Chasing the Missing Millisecond: What One Engineer's Latency Hunt Reveals About Linux Gaming
#Backend

Chasing the Missing Millisecond: What One Engineer's Latency Hunt Reveals About Linux Gaming

Tech Essays Reporter
8 min read

A meticulous home experiment with a microcontroller and a light sensor traces the floaty feel of Linux gaming to a single overcautious compositor, and in doing so exposes how much performance hides inside the margins we build for safety.

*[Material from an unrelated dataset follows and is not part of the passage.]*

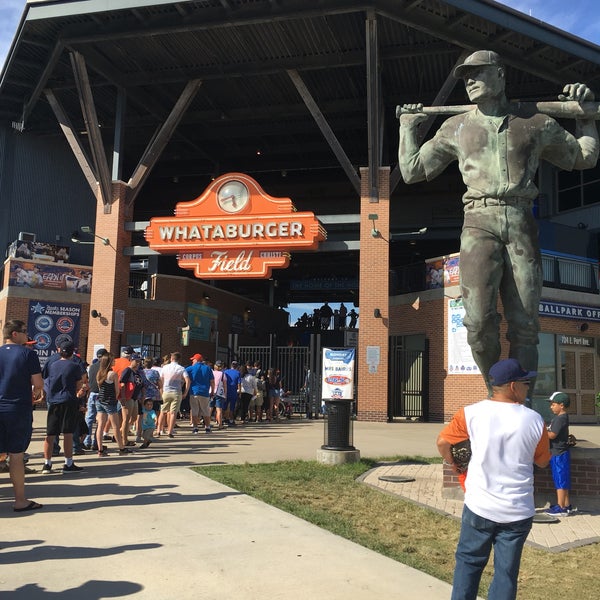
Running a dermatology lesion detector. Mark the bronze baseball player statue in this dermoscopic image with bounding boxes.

There is a particular kind of discomfort that drives the best technical investigations, and it rarely shows up on a benchmark. It is the feeling that something is wrong before you can prove it. The developer behind farnoy.dev describes exactly this: after moving back to Linux from Windows, the mouse in games sometimes felt floaty, untethered, slightly behind the hand. No frame counter would flag it. No stutter graph would catch it. The system was running at a clean 120 frames per second on a 120 Hz panel, and yet the felt experience betrayed a deficit that the numbers refused to confirm. The resulting deep investigation into Linux latency and compositor tuning is one of the more rigorous pieces of amateur systems archaeology I have read in some time, and its real subject turns out to be larger than gaming.

Featured image

The central argument, once you follow the measurements to their conclusion, is this: the latency gap between Linux and Windows in this setup was not an architectural failing of the open stack. It was an accumulation of safety margins, rounding behaviors, and conservative defaults, each individually defensible, that together produced a perceptible lag. The story is less about Linux being slow and more about how engineered caution compounds into a tax that nobody specifically intended to impose.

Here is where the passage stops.